Various scientific graphs and charts appeared on the screen then, along with photographs of the corpses of Bravo Team

"Petty Officer Spenser is  _ not  _ our killer, but that doesn't mean he's not still connected in some way." 

"How do you know that, Boss?" McGee asked, withering a bit under the glare Gibbs shot him. 

"First Class Petty Officer Brock Reynolds, call sign Bravo Five. Reports from the rescue team indicate he was found in Spenser's arms, and Abby tells me the angle of the bullet says it would be impossible for Spenser to have been both holding Reynolds and have killed him." 

"Who says he's still involved?" DiNozzo questioned, tossing a balled-up piece of paper in the air. 

"You don't just take out an elite team of Navy SEALs accidentally. Their execution was deliberate, and we have to assume that everything about this was part of a plan.  _ Including  _ the decision to leave Petty Officer Spenser alive! Start looking into the deceased, find out if any connections could indicate why they were killed." 

Something sparks in McGee's mind, and he's reminded of an essential piece of information. He clears his throat and stands up, picking up the remote and pulling up the service records of Clay's father, former Petty Officer Ashland Spenser. 

"I did find something interesting, boss. Now while Petty Officer Spenser may have had a near-perfect service record, his  _ father  _ is not so squeaky-clean.

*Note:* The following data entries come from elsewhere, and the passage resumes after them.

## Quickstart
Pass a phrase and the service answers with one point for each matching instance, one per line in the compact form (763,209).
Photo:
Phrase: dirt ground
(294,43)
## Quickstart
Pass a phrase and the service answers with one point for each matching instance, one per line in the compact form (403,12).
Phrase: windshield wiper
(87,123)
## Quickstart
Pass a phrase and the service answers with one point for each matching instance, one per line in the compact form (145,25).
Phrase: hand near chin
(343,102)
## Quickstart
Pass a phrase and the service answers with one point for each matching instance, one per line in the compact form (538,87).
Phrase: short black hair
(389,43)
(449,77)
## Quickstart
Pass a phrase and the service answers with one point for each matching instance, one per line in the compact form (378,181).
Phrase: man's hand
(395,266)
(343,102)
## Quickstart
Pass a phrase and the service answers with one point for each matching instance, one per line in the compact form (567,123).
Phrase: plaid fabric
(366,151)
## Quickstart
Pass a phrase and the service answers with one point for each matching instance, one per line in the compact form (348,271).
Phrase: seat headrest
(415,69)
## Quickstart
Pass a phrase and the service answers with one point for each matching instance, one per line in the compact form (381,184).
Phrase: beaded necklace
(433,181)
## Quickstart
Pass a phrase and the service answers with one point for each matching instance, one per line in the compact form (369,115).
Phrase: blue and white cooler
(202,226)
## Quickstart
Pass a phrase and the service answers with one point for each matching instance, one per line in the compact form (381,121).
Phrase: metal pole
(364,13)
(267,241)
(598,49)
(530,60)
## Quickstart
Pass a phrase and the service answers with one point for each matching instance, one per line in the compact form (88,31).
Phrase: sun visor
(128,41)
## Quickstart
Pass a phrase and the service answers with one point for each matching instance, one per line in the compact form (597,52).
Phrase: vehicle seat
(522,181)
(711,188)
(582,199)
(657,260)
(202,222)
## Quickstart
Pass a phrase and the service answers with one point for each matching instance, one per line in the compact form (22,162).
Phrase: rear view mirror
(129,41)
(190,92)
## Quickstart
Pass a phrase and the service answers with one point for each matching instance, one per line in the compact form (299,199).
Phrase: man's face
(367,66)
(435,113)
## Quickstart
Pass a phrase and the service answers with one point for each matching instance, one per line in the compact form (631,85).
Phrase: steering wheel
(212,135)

Ashland Spenser was born in Connecticut but spent most of his childhood in Maine. When he was 12, his father killed his mother and was subsequently caught and sent to jail. Ashland was shuffled into the foster care system, where he remained until the age of 18, at which point he enlisted in the Navy. 

Now, he also became a SEAL and served with Alpha Unit for over ten years. His teammates described him as distant, difficult, and a pain in the ass. After leaving the Navy, he wrote a book which spilled valuable secrets and was PNG'd as a result. He since has written two more books, and recently gave an interview in which he implied he was fed intel from an unnamed source, or someone within the Teams. I can't get access to insider intel, but so far, no one has indicated that Clay is considered a suspect." 

Gibbs nodded and grabbed a folder from off his desk, striding briskly away in the direction of the interrogation rooms. Tony sent Ziva a look, and they followed.

XXXX 

The slamming of the door against the wall pulled Clay out of his light doze, and he watched through blurry eyes as Agent Gibbs set down a file on the opposite side of the table. He took his seat a moment later and sipped from a coffee held in his hand. Clay knew he was expected to say something first, and deliberately does the exact opposite. 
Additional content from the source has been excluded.